Well, there’s this rough-and-tumble scout camp in some woods just off the M4 where they’d be cared for night and day by ordinary kids from the East End of London. Why not give it a go? The place is called Camp Mohawk, and against all the odds and for reasons that are hard to pin down, the arrangement seems to work.

Ian Cotton, a freelance writer and former teacher (English, drama, history and, occasionally, weight-lifting in secondary schools in the late Sixties and early Seventies), stumbled on this unique set-up by accident. He was so intrigued by what he saw beneath the oaks and beeches of this magical spot that he asked Roy Howgate, Camp Mohawk’s larger-than-life director, if he could spend a year behind the scenes of the project. Skip, as the big man is known, agreed, and the result is a book that almost restores your faith in human nature.

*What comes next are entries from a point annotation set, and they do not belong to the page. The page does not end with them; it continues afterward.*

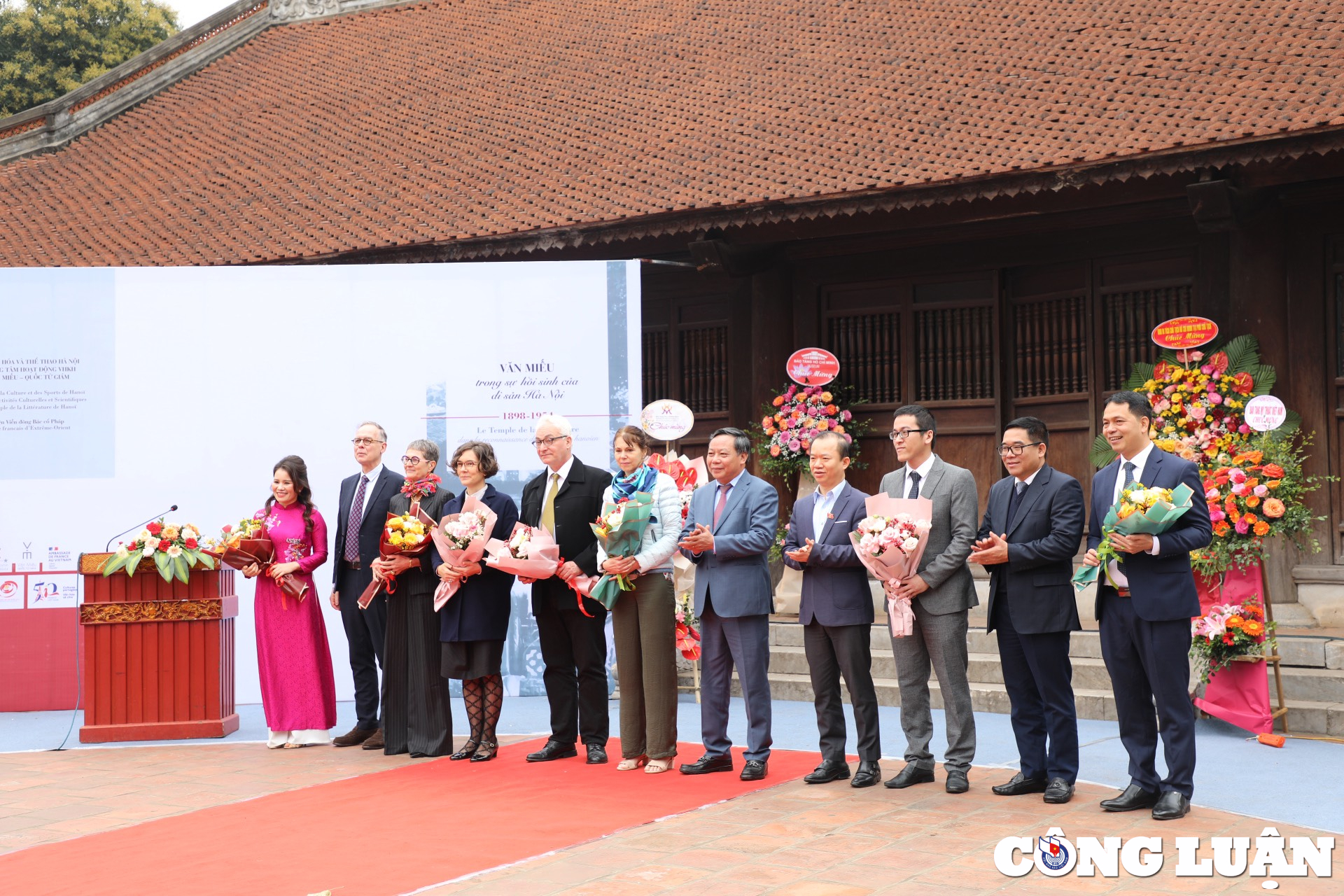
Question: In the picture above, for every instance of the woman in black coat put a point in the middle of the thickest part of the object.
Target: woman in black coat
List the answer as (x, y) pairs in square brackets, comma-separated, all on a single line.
[(475, 621)]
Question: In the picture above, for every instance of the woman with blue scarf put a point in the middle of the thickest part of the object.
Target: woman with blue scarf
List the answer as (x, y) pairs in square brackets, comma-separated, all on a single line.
[(644, 620)]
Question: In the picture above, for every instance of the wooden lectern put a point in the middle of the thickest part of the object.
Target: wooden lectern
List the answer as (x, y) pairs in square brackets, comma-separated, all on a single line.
[(159, 656)]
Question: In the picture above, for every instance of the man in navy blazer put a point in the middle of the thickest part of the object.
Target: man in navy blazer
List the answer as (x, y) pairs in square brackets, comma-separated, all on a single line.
[(1145, 614), (727, 535), (1032, 528), (836, 612), (358, 532)]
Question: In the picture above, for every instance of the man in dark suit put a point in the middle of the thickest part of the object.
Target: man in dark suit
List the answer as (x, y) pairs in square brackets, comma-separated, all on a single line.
[(1145, 614), (727, 535), (836, 612), (363, 511), (566, 498), (1032, 527)]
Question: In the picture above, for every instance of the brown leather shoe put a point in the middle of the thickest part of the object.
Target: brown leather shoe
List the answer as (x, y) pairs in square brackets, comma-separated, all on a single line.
[(353, 738)]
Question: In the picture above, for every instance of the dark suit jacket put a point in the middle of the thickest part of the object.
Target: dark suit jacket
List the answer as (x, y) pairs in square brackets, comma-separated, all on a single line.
[(835, 583), (370, 528), (1043, 536), (480, 609), (1163, 586), (577, 504)]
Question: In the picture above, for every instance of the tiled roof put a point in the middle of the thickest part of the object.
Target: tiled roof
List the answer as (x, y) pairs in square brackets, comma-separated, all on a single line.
[(468, 118)]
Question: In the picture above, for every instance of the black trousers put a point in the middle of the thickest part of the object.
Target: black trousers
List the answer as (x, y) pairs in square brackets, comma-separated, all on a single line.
[(574, 653), (366, 633), (1040, 680), (835, 650), (1149, 665)]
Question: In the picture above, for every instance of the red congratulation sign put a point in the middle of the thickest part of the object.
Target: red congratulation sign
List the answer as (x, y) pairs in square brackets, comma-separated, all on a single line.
[(1184, 332), (813, 367)]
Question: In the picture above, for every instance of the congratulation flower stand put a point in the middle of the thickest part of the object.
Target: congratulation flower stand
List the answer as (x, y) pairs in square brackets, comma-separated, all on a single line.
[(159, 656)]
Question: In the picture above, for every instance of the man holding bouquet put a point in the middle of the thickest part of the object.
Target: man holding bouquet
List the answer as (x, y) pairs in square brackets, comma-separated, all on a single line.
[(1144, 605), (941, 597), (1032, 527)]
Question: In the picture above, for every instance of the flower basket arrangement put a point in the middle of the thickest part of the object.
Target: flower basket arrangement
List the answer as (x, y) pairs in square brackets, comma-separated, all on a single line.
[(175, 550)]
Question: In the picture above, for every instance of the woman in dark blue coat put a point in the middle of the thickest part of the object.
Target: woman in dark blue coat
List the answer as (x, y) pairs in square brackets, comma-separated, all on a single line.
[(475, 621)]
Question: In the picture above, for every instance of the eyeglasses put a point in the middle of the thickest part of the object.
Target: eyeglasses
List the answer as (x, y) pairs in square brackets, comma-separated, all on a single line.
[(1004, 450)]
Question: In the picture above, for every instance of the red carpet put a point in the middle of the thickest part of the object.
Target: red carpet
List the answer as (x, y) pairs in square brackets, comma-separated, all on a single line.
[(384, 833)]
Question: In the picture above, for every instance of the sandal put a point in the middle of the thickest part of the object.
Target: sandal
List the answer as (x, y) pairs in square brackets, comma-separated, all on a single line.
[(467, 751)]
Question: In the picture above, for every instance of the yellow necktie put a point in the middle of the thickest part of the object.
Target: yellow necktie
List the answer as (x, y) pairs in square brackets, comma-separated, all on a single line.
[(549, 505)]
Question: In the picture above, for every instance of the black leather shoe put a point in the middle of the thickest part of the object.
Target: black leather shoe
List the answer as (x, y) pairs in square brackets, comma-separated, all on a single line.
[(1058, 792), (1021, 785), (910, 776), (1135, 797), (553, 751), (1171, 806), (707, 763), (869, 774), (827, 771)]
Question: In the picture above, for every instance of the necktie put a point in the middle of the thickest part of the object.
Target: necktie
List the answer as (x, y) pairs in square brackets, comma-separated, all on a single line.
[(549, 507), (356, 516), (723, 498)]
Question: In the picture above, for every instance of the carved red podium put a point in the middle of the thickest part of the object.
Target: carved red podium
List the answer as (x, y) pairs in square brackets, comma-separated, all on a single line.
[(159, 656)]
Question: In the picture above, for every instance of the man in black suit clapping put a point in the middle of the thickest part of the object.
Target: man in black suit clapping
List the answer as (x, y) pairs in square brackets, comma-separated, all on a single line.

Or if not human nature, then children’s nature. And if not all children, then that group of
pre-adolescents whose inherent generosity and optimism have yet to be completely washed away by a tide of angry hormones.

Picture the scene. Camp Mohawk in Berkshire, complete with camp fire and canvas and an assortment of self-built huts for administration and catering, is the summer home of a scout troupe based at Beckton in the London borough of Newham. Skip and his team of leaders believe that “adults should be seen and not heard”, and so the scouts, and more especially their six-week summer camp, embody the sort of child-centred attitudes to which most educators rarely pay more than lip service.

And into this working-class Summerhill, this little kingdom of 12-year-old boys, are delivered every year dozens more boys suffering from that most baffling and challenging of disabilities, autism.